The Independence Band, led by E.W. Raymond, played the 4th of July program. Butch Close was the official announcer. The roundup men rode bucking horses, mules and steers in many and varied ways.
Some rope work also was a feature.
1972 – 4th of July Celebration
5 day celebration June 30-July 4th
The calendar of events included: “Pioneer Heritage and Homecoming Day”, “Independence Salutes the Future” parade day (July 1st), “Religious Heritage Day”, “Young America and Ladies Day”, “Independence Day.”

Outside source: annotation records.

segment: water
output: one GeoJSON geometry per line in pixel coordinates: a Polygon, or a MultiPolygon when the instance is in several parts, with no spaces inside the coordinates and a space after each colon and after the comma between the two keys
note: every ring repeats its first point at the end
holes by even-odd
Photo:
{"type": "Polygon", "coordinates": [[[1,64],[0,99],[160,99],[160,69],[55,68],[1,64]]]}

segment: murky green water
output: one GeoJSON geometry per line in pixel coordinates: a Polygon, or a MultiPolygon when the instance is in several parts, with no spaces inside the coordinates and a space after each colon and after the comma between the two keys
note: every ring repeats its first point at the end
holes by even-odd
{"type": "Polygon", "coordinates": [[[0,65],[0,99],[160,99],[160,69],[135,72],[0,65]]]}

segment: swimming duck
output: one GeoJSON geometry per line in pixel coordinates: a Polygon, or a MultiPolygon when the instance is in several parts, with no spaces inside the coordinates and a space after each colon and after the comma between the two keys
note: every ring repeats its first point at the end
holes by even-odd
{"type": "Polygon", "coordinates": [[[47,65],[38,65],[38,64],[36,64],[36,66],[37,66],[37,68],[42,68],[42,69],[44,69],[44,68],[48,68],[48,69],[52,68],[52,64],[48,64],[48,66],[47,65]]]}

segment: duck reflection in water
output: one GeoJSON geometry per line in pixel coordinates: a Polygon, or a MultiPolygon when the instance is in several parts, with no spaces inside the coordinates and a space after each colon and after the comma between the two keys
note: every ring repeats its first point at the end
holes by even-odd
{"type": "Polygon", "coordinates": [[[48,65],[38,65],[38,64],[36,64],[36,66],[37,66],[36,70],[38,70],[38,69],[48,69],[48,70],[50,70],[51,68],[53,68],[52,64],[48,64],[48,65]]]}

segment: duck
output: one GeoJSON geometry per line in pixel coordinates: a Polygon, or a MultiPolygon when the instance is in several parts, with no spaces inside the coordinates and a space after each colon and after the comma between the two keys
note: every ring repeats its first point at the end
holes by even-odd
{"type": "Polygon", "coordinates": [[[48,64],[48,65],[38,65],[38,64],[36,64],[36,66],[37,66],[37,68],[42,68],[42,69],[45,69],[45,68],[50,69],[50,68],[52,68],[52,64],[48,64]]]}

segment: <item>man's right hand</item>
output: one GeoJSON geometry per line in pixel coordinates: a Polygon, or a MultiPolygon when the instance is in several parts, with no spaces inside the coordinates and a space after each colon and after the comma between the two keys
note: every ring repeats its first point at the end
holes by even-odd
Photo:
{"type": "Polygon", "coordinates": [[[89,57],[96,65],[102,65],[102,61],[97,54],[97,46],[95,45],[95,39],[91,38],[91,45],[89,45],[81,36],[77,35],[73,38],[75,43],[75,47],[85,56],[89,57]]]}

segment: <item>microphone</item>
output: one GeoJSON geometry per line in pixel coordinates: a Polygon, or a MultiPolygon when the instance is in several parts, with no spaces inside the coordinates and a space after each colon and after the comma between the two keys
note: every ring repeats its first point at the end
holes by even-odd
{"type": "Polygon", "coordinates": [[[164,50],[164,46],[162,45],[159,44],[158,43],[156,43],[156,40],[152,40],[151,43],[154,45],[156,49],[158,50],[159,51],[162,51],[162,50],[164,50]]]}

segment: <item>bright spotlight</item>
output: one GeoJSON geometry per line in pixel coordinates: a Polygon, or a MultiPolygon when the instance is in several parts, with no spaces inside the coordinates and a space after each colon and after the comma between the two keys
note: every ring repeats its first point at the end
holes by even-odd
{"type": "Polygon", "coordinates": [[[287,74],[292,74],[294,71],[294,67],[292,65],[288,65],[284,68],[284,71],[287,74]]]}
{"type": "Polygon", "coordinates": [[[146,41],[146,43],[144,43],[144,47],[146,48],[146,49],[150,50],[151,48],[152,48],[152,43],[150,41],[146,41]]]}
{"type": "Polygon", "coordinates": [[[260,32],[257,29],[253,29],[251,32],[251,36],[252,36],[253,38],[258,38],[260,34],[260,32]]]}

Gov. Robert Ray served as ‘Parade Marshal’ while ‘Phantom Jets’ buzzed over Main Street in downtown Independence during the long parade on July 1st. The parade contained 9 bands and over 150 separate units. Thousands of persons of all ages lined both sides of Main Street to view the floats, displays, bands, dignitaries and various pieces of old machinery. The nightly “Independence Panorama” was held at the Jefferson Field-the first performance being cancelled due to rain. The Independence Panorama was a Historical Spectacular with a cast of over 300 local people. It dramatized the challenge facing modern man in the light of past, present, and projected history. It combined dance, drama, music, pictorial slide projections and special lighting effects in a magnificent total theatre experience. Seating accommodated over 2,000. A Hospitality Center was open as well as historical tours. Downtown businesses had many antique displays in their windows. The 125 page booklet “125 Years of Growth” was published with 2000 copies being sold. Exhibit Hall (Gateway to the Past) museum at the fairgrounds was open daily. Kangaroo Court was in session all five days.
The Buchanan Co. Historical Society has the contents of the “Time Capsule”.
BUCHANAN COUNTY FAIR SITE OF Early 4th of July Celebrations
The County Fair Board also has sponsored an annual 4th of July celebration at the fairgrounds which each year attracted several thousand holiday spectators.